Criminal Law Transformation in the Context of COVID-19: The Experience of the European Union and Ukraine
In: Cuestiones Políticas; edición de julio de 2022, Band 40, Heft 73, S. 52-70
ISSN: 2542-3185
The aim of the study was to identify and analysed the novelties of the criminal law of Ukraine and the EU Member States caused by the COVID-19 pandemic, as regulations and social impact tools. The content analysis, doctrinal approach, comparative method, as well as general methods were applied to analysed research papers, regulations, case law and statistics on COVID-19-related crimes. Criminal law is considered as part of anti-pandemic policy. National governments focus on responding to individual COVID-19-related crimes rather than on crime trends in general.

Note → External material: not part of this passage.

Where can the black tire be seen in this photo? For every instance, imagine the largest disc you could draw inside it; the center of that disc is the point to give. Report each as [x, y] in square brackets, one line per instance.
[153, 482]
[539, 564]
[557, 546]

Due to the transient situation, European and Ukrainian practice has shown the priority of adapting existing criminal law to prevent COVID-19. In general, the transformation of criminal law involves establishing rules that can be applied in any pandemic. An important area is the response to long-term criminal challenges (domestic violence, organized crime) through criminal law. The experience of European countries and Ukraine in responding to global threats reveals uncertainty in the criminal law transformation approaches. This determines the reasonability of working out a common European framework of criminal law policy and prospects for the development of criminal law, which can be defined in international recommendatory instruments.